A última fase da Operação Condor aconteceu quando as ditaduras começaram a retroceder e, em sua retirada, colocaram armadilhas para quem pretendesse conhecer a verdade. Para garantir o esquecimento foram ocultados arquivos, se estabeleceram pactos de silêncio, foram sancionadas leis de impunidade (Anistia de 1979) e até foram eliminados arquivos vivos como o assassinato, em 1992, do cientista chileno Eugenio Berrios, que desenvolveu o gás Sarin para Pinochet, ou a suspeita morte do delegado Sergio Paranhos Fleury, em 1979.   
 
A Comissão da Verdade foi criada em 2011 pela presidenta Dilma Rousseff com o propósito de reconstruir, pena por pena, a Operação Condor, o que poderia derivar no esclarecimento da morte do ex-presidente João Goulart, encurralado por seus perseguidores brasileiros, argentinos e uruguaios.
 
Esta semana, no Rio de Janeiro, um importante passo foi dado no sentido de montar as partes da trama da Operação Condor, com o início da investigação da Operação Morcego, através da qual foram eliminados os guerrilheiros argentinos que desembarcavam no Rio de Janeiro para depois continuarem viagem a Buenos Aires, onde planejavam executar a "contraofensiva" para acabar com a ditadura.

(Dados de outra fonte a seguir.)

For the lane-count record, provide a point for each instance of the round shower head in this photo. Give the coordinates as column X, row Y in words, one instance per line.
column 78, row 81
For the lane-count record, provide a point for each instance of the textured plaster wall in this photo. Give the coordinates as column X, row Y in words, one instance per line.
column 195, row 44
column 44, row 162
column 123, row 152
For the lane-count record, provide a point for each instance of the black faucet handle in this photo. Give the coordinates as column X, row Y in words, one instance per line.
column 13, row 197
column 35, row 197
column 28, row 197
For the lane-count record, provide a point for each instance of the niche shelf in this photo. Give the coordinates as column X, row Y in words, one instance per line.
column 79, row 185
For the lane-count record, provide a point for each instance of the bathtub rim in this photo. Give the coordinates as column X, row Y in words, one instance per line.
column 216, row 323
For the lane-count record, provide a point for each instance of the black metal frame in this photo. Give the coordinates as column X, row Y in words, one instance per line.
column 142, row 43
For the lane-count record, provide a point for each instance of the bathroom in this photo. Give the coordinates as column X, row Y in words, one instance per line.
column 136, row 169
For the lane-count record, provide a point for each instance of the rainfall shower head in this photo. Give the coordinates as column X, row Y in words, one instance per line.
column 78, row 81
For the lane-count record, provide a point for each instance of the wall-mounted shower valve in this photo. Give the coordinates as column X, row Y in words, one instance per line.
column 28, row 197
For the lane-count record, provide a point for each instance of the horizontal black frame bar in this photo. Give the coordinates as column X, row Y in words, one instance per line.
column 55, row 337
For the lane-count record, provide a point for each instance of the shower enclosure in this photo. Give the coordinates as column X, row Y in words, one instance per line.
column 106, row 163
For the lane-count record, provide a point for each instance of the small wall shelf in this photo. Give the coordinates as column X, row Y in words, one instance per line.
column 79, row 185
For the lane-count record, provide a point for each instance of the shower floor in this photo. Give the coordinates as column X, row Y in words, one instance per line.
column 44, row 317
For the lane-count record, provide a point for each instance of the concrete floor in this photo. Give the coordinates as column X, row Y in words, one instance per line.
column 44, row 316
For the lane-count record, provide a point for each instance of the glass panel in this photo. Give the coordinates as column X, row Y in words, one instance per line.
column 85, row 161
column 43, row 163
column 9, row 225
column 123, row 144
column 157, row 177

Uma das primeiras vítimas da Condor-Morcego foi o combatente Ernesto Habegger, sequestrado e desaparecido entre julho e agosto de 1978 por um grupo de tarefas brasileiro-argentino no Aeroporto do Galeão.
 
"Há muitos anos eu não visitava o aeroporto do Rio, onde sequestraram meu pai… trinta e tantos anos. Em 1978, eu estava no México quando ele viajou ao Brasil. Por alguma razão teve que passar tanto tempo para que finalmente eu me decidisse ver o lugar onde meu pai caiu em mãos de repressores argentinos e possivelmente brasileiros. Ver este lugar foi forte. Minha mãe ainda não veio. Talvez algum dia venha, agora que as coisas começam a funcionar. Sinto que o Brasil está se mexendo" declarou Andrés Habegger entrevistado por Carta Maior.
 
A luta para dar com o paradeiro de Norberto Habegger foi iniciada em 1978, por sua esposa Florinda, também ex-presa política que, do México, enviou correspondências desesperadas às organizações jornalísticas e às autoridades de fato, das quais recebeu respostas evasivas ou cínicas. Como a que escreveu um funcionário chamado Euclides Pereira de Mendonça numa linguagem irônica, afirmando que, dado que o senhor Habegger costumava utilizar documentos falsos, é difícil determinar onde se encontrava (ver documento aqui).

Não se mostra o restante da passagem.